Vaiolo, malaria e altre malattie comuni nell’Europa del
1491 erano armi di distruzione di massa che giocarono un ruolo determinante nella
conquista di imperi di enormi dimensioni, come quelli degli Inca e degli
Aztechi, da parte di eserciti costituiti da poche centinaia di soldati.

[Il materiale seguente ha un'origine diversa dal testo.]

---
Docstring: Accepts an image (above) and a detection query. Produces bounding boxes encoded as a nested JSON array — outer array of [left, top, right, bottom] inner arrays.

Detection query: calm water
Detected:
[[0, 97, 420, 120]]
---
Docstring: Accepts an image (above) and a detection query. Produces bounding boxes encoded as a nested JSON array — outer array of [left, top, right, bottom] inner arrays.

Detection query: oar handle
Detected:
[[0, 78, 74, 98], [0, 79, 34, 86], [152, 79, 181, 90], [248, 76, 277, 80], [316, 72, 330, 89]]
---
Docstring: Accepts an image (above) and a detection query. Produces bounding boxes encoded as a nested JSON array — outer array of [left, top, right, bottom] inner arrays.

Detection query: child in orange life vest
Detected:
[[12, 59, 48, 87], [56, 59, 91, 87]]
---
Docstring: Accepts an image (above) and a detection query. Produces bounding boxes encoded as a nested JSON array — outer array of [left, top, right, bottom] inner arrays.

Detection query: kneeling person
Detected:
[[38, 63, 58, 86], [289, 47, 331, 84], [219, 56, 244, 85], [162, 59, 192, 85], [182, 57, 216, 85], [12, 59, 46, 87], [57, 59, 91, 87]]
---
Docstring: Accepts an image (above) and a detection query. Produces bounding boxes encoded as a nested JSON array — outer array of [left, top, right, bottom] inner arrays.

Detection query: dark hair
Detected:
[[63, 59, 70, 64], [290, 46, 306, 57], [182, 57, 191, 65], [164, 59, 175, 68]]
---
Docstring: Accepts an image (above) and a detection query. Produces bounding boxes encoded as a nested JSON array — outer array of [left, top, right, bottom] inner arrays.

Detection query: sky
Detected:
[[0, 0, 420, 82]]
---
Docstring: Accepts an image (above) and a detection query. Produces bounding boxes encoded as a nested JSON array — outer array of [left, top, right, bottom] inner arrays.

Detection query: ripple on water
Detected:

La migrazione attraverso i continenti di batteri e virus
sembra aver trovato oggi un alleato ideale nella globalizzazione e nelle
illimitate possibilità offerte dal turismo.
In uno studio pubblicato
su “Eurosurveillance”, la rivista scientifica degli European Centers for
Disease Control and Prevention (ECDC), un gruppo di ricercatori francesi ha
chiesto a 574 viaggiatori che erano in procinto di recarsi in aree sub
-tropicali di donare dei campioni di feci prima della partenza e immediatamente
dopo il ritorno. In tre di questi campioni, sui 57 che in totale avevano scelto
l’India come meta, al ritorno sono stati riscontrati batteri Escherichia coli che trasportavano il DNA che
conferisce la resistenza agli antibiotici-
I viaggiatori sani erano diventati portatori di batteri Gram negativi produttori di carbapenemasi (CPE). Si tratta di microrganismi che
hanno sviluppato forti resistenze ai farmaci, in particolare agli antibiotici
carbapenemici, utilizzati per curare le infezioni complesse in pazienti con un
quadro clinico grave. La loro capacità di resistere a trattamenti considerati
come l’ultima opzione terapeutica, ha fatto scattare in tutto il mondo lo stato
di allerta per la salute pubblica.
I tre viaggiatori francesi, secondo quanto riporta lo
studio, hanno compilato un questionario in cui dichiaravano di non essere
entrati in contatto con alcuna struttura sanitaria indiana.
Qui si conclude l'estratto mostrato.